個人ゲーム月報 2020年8月

個人ゲーム月報 2020年8月

Pathfinder: Kingmaker

ファンタジー小説のような骨太なRPG体験

最後に同じ没入体験をもたらしてくれたのは『ウィッチャー3』だった。主人公が冒険者であり男爵でもある二面性の中で、仲間との冒険と王国経営の両軸がこのゲームで見事に融合している。高い自由度のシナリオと優れた文章表現が相まって、近年プレイしたRPGの中で最もロールプレイとしての充実感が高い作品だ。初心者が敬遠しがちなリアルタイム戦闘も、今月の「決定版」アップデートでターン制が追加され、その懸念も解消された。選択肢型RPGが好きなプレイヤーにおすすめ。

Subnautica

孤独の中で広大な未知の海底世界を体験する

孤独感を存分に味わわせてくれるゲームだ。マルチプレイなし、会話できるNPCもなし、あるのは機械的な電子アシスタントとたまに届く無線だけ。それでも美しい海は心を解放し、探索への欲求を抑えられない。序盤はサバイバルゲームに近いが、戦闘要素はほとんどなく、敵になるのは主に酸素と「もっと深く潜りたい」という自分の欲望だ。海が好きで、未知の探索やベース建築が好きで、マルチプレイや戦闘に飽き飽きしているプレイヤーにおすすめ。

GreedFall

演出は優秀だが欠点も明らかなRPG

剣もあれば銃もあり、魔法まで使える大航海時代。主人公は外交官として新大陸探索に赴く。フルボイスで演出は優秀、ステージも精緻で美しい。しかしゲームデザイン全体の出来は惜しい。戦闘操作がぎこちなく、序盤の導入は引き込まれるものの、チャプターが明けると急速に失速し、クエストの作業感が重くなる。外交官というより使い走り。任務の自由度はあるが結果への影響は薄い。設定は作り込まれているものの、粗いゲームテンポが全体の評価を下げている残念な一作だ。

Fallout 76

ネット版廃墟冒険、賑やかだけど空虚

オンライン版Fallout。社交性があり友人と一緒に遊べるのが最大の長所。ただしFalloutシリーズが好きな人は、自分がオンラインゲームを楽しめるかどうかまず考えてほしい。前作のNew Vegasや4と比べると、本作は物語が薄く整合性にも欠け、続編として失格レベルだ。一般的なオンラインゲームとしても、パーティーは組めるが交流性は極めて低い。メインストーリーは短く、クリア後にできることも少なく、無限のデイリーミッションが待つだけだ。ただ運営側は現在コンテンツ追加に力を入れており、近い将来の復活に期待できるかもしれない。

以下、スマホゲーム

Soul of Eden

Soul of Eden」縦画面で遊べるアニメテイストの期待の新作MOBA!|オンラインゲームPLANET

クラッシュ・ロワイヤル2.0

台湾のRayark製、リアルタイムストラテジー&カードのPvPゲーム。
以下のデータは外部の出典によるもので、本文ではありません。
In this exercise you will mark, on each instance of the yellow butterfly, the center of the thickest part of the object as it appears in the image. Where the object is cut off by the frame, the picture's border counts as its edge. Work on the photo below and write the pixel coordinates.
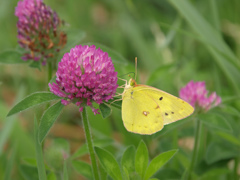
(145, 109)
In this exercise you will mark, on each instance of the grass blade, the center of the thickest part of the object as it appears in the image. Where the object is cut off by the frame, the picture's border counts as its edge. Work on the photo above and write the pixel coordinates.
(39, 154)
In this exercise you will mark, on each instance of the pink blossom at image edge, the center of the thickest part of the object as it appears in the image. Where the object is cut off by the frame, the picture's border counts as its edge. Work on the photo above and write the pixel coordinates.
(196, 94)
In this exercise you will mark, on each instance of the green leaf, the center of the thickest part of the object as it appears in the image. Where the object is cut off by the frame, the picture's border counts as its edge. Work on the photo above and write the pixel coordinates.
(219, 151)
(11, 57)
(230, 110)
(35, 64)
(98, 142)
(224, 57)
(217, 121)
(158, 162)
(39, 154)
(141, 159)
(33, 100)
(48, 119)
(105, 110)
(10, 163)
(109, 163)
(29, 172)
(230, 138)
(128, 159)
(115, 56)
(214, 173)
(125, 173)
(83, 168)
(159, 73)
(65, 172)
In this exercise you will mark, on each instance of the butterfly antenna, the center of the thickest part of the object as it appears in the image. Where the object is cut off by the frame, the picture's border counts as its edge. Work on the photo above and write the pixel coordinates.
(135, 68)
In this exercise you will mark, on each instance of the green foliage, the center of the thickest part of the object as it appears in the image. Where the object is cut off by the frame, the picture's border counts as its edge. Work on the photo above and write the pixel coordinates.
(175, 41)
(83, 168)
(31, 101)
(105, 110)
(39, 154)
(48, 119)
(109, 163)
(11, 57)
(141, 159)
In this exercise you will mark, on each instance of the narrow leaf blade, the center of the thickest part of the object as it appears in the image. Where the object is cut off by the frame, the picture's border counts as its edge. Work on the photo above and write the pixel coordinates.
(48, 119)
(158, 162)
(217, 121)
(83, 168)
(33, 100)
(128, 159)
(65, 172)
(11, 57)
(141, 159)
(39, 155)
(105, 110)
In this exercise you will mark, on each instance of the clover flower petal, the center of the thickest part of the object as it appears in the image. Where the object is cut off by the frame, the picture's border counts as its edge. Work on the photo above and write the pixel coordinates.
(84, 75)
(196, 94)
(38, 30)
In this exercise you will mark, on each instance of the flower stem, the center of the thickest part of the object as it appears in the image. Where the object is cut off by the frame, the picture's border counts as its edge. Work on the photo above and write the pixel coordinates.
(90, 144)
(195, 148)
(235, 170)
(49, 71)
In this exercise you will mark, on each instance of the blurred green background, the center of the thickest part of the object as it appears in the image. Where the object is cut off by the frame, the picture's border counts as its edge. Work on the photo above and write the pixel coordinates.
(174, 41)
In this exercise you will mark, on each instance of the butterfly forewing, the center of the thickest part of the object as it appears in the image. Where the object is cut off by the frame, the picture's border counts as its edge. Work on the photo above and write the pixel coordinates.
(139, 113)
(172, 108)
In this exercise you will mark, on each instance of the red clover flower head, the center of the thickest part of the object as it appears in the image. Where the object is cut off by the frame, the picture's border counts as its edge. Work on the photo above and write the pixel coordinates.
(196, 94)
(38, 30)
(84, 75)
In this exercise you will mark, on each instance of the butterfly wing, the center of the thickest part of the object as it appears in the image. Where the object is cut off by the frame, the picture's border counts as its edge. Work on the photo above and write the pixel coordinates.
(172, 108)
(139, 112)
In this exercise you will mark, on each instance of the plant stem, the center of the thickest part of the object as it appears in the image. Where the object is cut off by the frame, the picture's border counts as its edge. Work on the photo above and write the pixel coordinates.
(49, 71)
(235, 170)
(195, 148)
(90, 144)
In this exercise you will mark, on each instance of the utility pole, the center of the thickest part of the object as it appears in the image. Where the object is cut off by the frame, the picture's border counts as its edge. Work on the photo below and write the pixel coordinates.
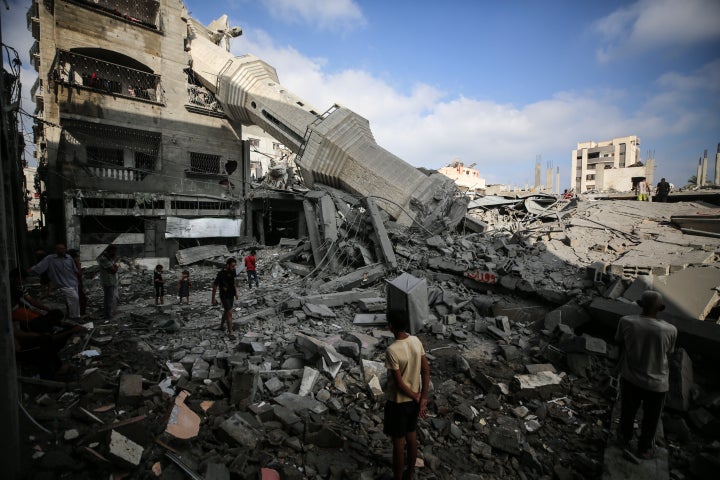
(9, 423)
スマホゲームはあまりやらないが、国産ということで試してみた。グラフィックは洗練されていてアニメーションもスムーズ、1試合のテンポが非常に速く、時間がない中でも対戦を楽しみたいプレイヤーにぴったりだ。

雀魂(じゃんたま)

ロン、タンヤオ!

最近日本で日本麻雀ブームが再燃していて、中でも最も人気なのがこの中国産スマホゲームだ。美少女・美少年をガチャで引く部分はさておき、麻雀部分の作り込みは本物だ。詳細な個人戦績と牌譜リプレイ機能を完備。シーズン戦のチャレンジ機能は単調になりがちな麻雀ルールに活気を与え、特殊ルール卓も時折開催されるため、ガチ勢にも気軽に楽しみたいプレイヤーにも向いている。日本麻雀好きな方(とガチャで衣装を集めたい方)におすすめ。